Margaret Gray interviewed 160 farm workers in New York’s Hudson Valley – an area with a strong presence at farmers markets around New York City – for her book, “Labor and the Locavore: The Making of a Comprehensive Food Ethic.”
She said many of them said they knew that if they were citizens, they would be treated better.
“I heard a lot of workers say ‘They don’t care about us. They treat us like slaves,’” Gray said.
In addition to worrying about losing their jobs for speaking out against labor abuses, they worry about deportation, she said.
This dynamic exists in part because farm workers were left out of federal labor protections in the early 19th century, when most farm laborers were black. Civil rights groups say they were and continue to be a racist policies.
“This has been at the backbone of the agricultural industry,” Gray said.
Then farm workers’ labor rights were left out again during the push for organic certification during the 1990s. Consumer groups began pressuring the government for regulations nationwide and internationally, leading to the enactment of various legislation and certifications.
Researchers have found that there was lukewarm support from farm owners to agree on adhering to certifications for fair labor practices.
And United Farm Workers, the country’s largest farm workers union that was founded by American civil rights activist Cesar Chavez in 1962, was excluded from efforts to join the movement.
“Those efforts, unfortunately, were largely resisted by members of the organic community,” Vice President of UFW Erik Nicholson told the NewsHour. “I think, to be honest … they did not want to have standards on how they would engage labor.”
Nicholson said he could not make the distinction between whether big farms or local farms are worse for workers, but “frankly, some of the worst labor treatment I saw was on an organic farm,” he said. “And now the movement has kind of shifted to local.”
Cochran, however, is one of many exceptions. He believes he has a social responsibility. In 1998, he was the first organic farmer in California to sign a union contract with UFW. Now his workers are paid between $10.75 an hour, which is higher than the state’s minimum of $10 an hour, and $16 an hour. They have health and dental insurance, stock ownership plans and a majority of them have full-time, year-round work.

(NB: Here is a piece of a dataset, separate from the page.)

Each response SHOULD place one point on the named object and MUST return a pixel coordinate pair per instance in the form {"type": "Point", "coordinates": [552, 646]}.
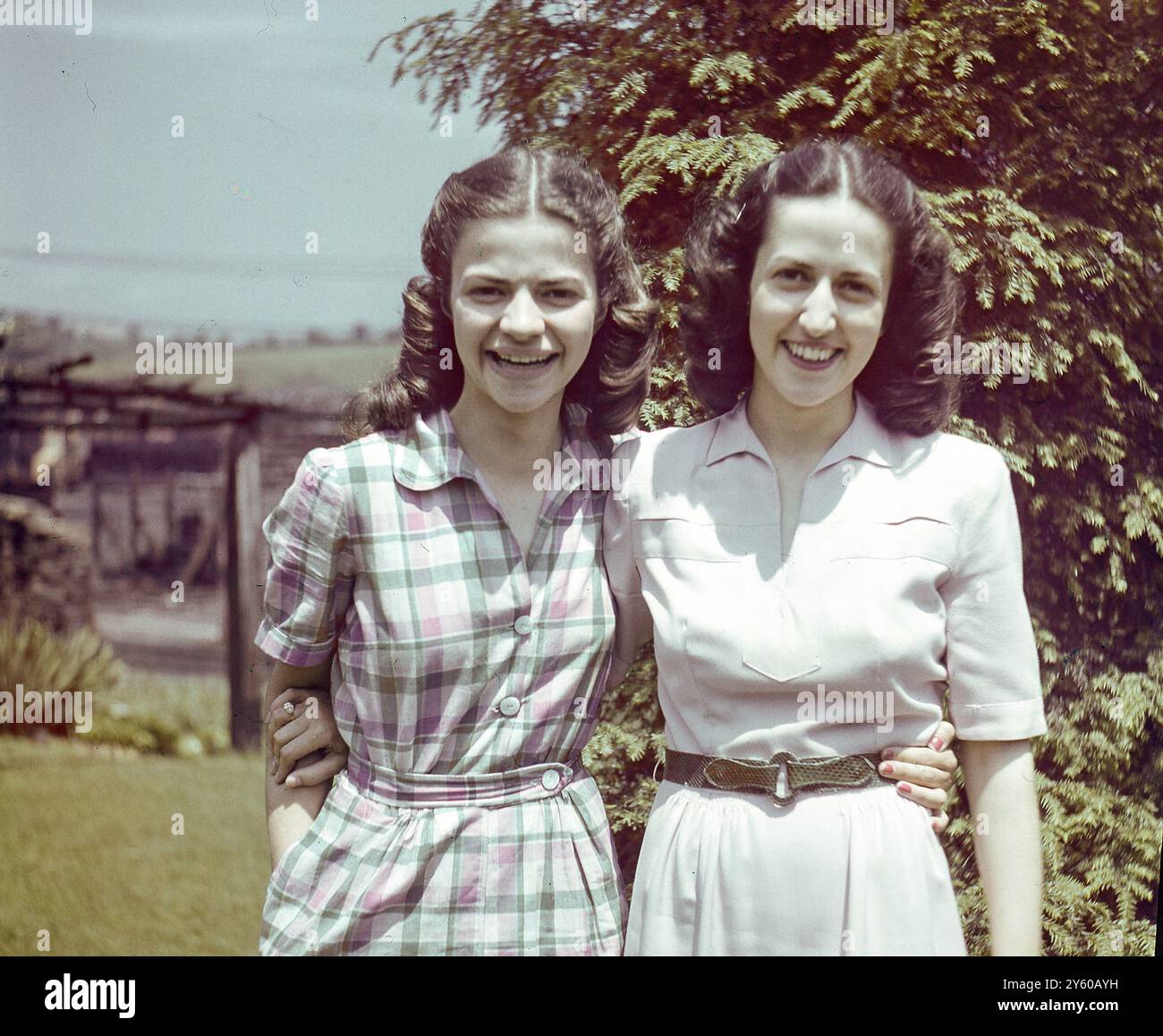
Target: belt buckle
{"type": "Point", "coordinates": [784, 759]}
{"type": "Point", "coordinates": [728, 782]}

Still, most consumers at farmers markets care that the strawberries are organic and local — they rarely inquire about the workers, he said.
There are some efforts underway to certify domestic fair trade, but nothing that is widely recognized. The Equitable Food Initiative has been certifying farms since 2014, and their labels can be found at Costco.
Fair Trade USA, a nonprofit that has been auditing and certifying international suppliers recently certified its first farm in the U.S. – Wholesum Harvest in Arizona.
“The more people wanting to know more about their food and support better livelihoods for workers, the more Fair Trade certified products we’ll see on store shelves,” a spokeswoman said in an email.
Cochran and Nicholson also said that social awareness around food movements like organic agriculture starts with asking more questions at farmers markets that relate to working conditions. They suggested asking how much workers get paid, whether they have access to clean water and a system to file grievances or if they are employees or contractors.
And if labor rights are not a concern – food safety might be. Nicholson recalled when a person died and several people were sickened by strawberries bought in Oregon carrying a strain of E.Coli from deer droppings.
“I want to know, as a parent, did that worker have the ability to wash his or her hands? Does that worker know and will she be rewarded to not pick strawberries close to deer poop?” Nicholson said. “I think it’s incumbent on us to ask deeper questions.”